Despite this, I'm pining for the weekend, either this past or the coming. There is a certain inevitability as a college student to face the all-nighter, no matter where you're studying. It happened once or twice to me in France, numerous times at school, and now I'm about to go forth with it here in China. Now that we're at the sixth(!!) week mark, it's midterms! Hoo-rah, I have a three part Chinese test to prepare for, as well as three papers to write (one for International Relations, two for Issues in Chinese society). I certainly could/should have planned this better, but I was having too much fun this weekend exploring Shanghai. And blogging. Right now.
Kat and I went to the Shanghai Museum in People's Square, an immense hall with free admission to see four floors of ancient Chinese furniture, ceramics, and calligraphy scrolls. We had lunch together then moved forward in history to Shanghai's emerging contemporary art scene, the epicenter being Moganshan Road (莫干山路)! It is a haven for contemporary artists (Chinese and otherwise) to display their work on graffiti'd streets, in quiet and intimate galleries, warehouses transformed into lofts, and off-beat cafes. It's a stimulating, imaginative area, and hopefully grows in the future. Contemporary art can be raw, shocking, creepy and confusing, which I like because you have to observe critically. I'm a fan of the historical reappropriations, like Mao Zedong pop culture paintings. Out of respect for the artists I didn't take any photos, but I really enjoyed the area because the gallery curators aren't scrutinizing when you come in to browse and appreciate the work, rather than buy. It's also next to the river, so on an equally beautiful and sunny day, I will be back!
On Sunday, I didn't try rousing my friends and took off wandering by myself at 9:30. I had some locations in mind, such as the Confucian Temple 上海文庙 in the Old City/Huangpu District. If you don't already know, I have a horrendous sense of direction, even if I can use a GPS street navigator. So of course when I exited the metro, I walked for 20 minutes around the block in the entirely wrong direction.

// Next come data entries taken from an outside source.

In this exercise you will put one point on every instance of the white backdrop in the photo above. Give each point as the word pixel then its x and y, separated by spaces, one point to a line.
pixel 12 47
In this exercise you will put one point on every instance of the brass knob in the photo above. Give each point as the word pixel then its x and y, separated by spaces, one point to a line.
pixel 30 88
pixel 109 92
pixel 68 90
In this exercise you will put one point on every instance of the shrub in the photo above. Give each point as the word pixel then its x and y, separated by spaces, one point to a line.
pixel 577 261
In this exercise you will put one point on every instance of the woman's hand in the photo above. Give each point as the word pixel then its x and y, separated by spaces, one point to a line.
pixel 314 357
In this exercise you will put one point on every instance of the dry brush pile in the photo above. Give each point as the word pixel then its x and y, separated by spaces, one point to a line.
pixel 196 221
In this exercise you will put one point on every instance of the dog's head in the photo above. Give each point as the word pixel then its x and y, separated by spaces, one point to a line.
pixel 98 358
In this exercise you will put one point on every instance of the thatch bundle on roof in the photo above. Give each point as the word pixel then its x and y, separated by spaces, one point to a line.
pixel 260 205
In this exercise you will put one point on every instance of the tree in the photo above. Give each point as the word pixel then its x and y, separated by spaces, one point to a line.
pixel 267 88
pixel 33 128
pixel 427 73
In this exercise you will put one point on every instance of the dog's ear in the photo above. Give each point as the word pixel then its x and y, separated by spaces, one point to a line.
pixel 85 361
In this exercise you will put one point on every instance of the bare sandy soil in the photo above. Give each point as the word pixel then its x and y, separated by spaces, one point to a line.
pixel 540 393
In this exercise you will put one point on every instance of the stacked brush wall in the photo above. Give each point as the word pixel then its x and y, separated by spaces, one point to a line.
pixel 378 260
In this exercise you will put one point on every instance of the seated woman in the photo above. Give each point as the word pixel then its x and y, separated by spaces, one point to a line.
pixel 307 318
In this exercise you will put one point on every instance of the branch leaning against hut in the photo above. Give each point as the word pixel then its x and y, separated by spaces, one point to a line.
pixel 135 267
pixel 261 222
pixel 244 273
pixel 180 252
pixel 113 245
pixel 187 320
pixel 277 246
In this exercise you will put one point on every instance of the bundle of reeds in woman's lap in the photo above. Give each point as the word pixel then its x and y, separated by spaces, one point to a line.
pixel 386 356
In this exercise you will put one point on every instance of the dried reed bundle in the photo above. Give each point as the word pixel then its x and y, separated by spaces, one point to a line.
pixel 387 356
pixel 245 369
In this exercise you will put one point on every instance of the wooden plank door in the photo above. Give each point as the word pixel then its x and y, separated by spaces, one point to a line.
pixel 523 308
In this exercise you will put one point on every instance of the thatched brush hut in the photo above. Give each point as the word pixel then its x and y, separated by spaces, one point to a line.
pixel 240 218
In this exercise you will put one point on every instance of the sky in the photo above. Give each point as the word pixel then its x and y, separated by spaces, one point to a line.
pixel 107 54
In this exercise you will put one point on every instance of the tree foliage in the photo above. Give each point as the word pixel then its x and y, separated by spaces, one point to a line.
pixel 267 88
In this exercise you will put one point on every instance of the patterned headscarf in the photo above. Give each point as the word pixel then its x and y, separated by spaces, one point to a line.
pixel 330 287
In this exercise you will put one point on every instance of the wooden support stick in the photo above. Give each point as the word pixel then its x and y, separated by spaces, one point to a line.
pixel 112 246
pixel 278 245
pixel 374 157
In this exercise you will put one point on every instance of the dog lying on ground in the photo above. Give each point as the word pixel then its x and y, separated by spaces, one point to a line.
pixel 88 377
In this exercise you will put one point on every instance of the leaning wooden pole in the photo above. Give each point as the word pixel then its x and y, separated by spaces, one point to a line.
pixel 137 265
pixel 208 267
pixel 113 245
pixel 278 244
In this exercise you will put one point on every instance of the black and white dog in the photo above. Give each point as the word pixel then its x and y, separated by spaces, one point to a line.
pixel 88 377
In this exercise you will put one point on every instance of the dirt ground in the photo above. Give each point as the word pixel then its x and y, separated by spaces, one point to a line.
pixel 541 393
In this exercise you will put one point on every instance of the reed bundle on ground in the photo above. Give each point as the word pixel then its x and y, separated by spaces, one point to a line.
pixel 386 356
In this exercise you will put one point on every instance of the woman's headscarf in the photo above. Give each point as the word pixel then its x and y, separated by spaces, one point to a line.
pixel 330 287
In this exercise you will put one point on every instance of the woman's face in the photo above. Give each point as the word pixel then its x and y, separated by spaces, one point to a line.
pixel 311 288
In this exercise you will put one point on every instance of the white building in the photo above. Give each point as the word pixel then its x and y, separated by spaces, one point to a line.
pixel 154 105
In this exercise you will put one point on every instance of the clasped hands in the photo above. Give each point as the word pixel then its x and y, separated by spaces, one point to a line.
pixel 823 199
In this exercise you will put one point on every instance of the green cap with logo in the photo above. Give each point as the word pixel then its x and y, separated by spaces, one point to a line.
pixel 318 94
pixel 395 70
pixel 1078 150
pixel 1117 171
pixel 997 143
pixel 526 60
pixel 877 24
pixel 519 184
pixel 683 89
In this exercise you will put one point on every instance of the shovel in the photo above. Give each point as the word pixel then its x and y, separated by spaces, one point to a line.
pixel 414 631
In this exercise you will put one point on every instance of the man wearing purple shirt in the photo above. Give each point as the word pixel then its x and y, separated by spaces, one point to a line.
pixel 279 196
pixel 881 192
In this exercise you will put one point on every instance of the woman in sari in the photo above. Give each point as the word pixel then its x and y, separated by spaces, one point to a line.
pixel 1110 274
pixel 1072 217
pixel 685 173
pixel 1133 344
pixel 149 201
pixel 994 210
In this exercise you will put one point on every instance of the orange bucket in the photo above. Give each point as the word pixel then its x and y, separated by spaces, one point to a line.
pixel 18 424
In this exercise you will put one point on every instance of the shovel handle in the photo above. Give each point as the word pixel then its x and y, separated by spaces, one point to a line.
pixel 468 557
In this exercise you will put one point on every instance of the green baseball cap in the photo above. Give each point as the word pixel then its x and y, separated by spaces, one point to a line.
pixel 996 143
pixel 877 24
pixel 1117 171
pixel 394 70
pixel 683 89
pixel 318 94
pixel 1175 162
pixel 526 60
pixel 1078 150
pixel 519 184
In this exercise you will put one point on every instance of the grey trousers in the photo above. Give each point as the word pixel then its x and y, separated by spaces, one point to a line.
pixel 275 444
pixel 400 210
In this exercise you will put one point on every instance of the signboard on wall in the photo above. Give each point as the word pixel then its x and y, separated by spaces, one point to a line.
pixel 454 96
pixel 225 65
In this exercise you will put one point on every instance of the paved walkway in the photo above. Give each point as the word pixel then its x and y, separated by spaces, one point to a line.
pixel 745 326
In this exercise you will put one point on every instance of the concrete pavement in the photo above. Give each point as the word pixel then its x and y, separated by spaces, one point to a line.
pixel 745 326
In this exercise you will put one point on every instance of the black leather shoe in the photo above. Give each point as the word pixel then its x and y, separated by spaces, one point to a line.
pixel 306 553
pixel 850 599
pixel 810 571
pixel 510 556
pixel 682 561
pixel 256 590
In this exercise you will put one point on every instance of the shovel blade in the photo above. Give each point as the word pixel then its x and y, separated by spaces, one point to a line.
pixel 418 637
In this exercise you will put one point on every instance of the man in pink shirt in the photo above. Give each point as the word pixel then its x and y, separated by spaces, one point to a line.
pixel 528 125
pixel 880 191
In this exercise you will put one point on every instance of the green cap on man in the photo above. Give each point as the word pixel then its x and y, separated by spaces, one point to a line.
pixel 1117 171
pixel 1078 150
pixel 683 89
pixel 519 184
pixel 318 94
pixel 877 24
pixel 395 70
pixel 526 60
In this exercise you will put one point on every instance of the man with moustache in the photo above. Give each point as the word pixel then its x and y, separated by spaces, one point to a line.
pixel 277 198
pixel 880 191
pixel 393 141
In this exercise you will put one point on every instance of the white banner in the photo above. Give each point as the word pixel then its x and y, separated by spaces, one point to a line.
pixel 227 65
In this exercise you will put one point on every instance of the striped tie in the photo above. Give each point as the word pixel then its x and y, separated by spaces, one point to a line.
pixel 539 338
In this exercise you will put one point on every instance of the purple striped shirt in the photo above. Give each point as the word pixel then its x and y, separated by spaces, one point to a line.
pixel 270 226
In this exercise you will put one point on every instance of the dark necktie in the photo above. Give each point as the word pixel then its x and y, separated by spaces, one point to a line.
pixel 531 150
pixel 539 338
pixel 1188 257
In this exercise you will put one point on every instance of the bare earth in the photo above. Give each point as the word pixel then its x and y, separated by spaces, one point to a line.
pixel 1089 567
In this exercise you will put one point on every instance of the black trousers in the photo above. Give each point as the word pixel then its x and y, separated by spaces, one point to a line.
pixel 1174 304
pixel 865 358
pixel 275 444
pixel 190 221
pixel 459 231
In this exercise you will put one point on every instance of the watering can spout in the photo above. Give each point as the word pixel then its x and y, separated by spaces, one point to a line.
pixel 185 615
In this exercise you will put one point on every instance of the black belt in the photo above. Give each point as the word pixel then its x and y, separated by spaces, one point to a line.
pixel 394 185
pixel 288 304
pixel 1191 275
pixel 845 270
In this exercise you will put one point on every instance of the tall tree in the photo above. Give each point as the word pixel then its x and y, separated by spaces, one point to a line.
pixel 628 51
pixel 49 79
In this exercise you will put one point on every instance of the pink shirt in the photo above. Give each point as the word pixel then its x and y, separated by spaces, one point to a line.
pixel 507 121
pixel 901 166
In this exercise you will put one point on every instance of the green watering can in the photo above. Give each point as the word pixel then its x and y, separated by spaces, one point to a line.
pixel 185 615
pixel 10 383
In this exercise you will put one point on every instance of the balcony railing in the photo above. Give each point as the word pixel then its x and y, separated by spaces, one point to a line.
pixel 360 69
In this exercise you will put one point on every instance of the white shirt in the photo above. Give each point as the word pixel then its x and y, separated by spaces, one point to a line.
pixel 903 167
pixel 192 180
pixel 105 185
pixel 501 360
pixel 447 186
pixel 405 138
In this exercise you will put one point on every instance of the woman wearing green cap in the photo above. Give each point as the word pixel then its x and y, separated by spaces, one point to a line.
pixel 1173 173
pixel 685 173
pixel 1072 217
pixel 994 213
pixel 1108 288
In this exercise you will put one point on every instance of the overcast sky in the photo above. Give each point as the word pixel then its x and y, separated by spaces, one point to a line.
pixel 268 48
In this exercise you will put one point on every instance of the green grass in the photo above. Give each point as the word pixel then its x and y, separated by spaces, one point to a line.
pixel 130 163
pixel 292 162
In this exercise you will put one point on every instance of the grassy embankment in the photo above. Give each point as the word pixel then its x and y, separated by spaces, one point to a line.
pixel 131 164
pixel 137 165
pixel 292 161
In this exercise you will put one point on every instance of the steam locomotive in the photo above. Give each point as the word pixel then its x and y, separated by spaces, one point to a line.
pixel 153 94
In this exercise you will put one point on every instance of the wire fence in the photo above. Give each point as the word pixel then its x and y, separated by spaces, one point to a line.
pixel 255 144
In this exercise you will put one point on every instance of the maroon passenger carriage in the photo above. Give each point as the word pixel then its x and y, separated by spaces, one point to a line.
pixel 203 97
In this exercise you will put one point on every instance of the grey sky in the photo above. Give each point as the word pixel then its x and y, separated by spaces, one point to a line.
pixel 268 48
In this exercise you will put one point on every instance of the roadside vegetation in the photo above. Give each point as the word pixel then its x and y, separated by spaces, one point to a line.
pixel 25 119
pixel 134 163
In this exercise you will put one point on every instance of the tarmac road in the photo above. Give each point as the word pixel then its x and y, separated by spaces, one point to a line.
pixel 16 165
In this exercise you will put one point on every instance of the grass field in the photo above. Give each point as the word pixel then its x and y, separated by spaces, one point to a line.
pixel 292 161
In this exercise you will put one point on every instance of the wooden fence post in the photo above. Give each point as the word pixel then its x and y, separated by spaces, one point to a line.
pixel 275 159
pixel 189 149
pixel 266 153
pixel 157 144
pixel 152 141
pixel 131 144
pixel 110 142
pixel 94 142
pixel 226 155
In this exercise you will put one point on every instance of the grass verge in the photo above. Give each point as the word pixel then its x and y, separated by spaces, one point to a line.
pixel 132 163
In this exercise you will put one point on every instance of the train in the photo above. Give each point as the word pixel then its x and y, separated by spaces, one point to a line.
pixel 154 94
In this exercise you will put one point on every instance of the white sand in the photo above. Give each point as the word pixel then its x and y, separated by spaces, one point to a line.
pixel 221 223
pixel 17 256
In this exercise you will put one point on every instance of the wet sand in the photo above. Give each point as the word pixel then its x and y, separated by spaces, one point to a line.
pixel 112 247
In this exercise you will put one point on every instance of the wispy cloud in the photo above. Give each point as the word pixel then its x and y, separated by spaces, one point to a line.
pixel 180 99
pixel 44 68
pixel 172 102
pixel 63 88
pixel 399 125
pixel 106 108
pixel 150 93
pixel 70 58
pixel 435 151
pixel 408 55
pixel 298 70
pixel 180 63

But since this is Shanghai, walking the wrong way isn't necessarily wrong, because there is life to see everywhere, at anytime!
Then I found the Confucian Temple tucked on a side street. I was determined to go Sunday because of the weekly book market (how fitting!). There were mainly male sellers and customers and browsers, and obviously lots of dusty books I may never be able to read, but what another enjoyable way to spend a sunny morning.
I bought two Mao-era propaganda posters (lady power-related, the CCP was trying to promote gender equality) and went back and forth haggling for calligraphy scrolls-- looks like the work at the Shanghai museum left an impression on me! I kept complaining about the condition of some of the paper, that some were too large and others not pretty enough, walking away and coming back-- pretty amusing! I was pleased with the price I ended up with because I had all these men smirking and guffawing at my attempts to lower the price. Later, Waipo told me that I really paid too much, but I think that if vendors sense your foreigner-status, you will always end up paying too much. That would be great, if by the end of the semester, I could receive a price that a native would.
I really spent too much money here this weekend. It's deceiving with the exchange rate is in our favor, but aside from the art, I also bought some gear in preparation for my CIEE week-long trip. I'm leaving Friday morning at 5 AM with 24 students and 3 teachers for the glorious southern province of Yunnan!! I am absurdly excited, and I will be sure to post briefly before I go. At this point, it's the light at the end of the tunnel.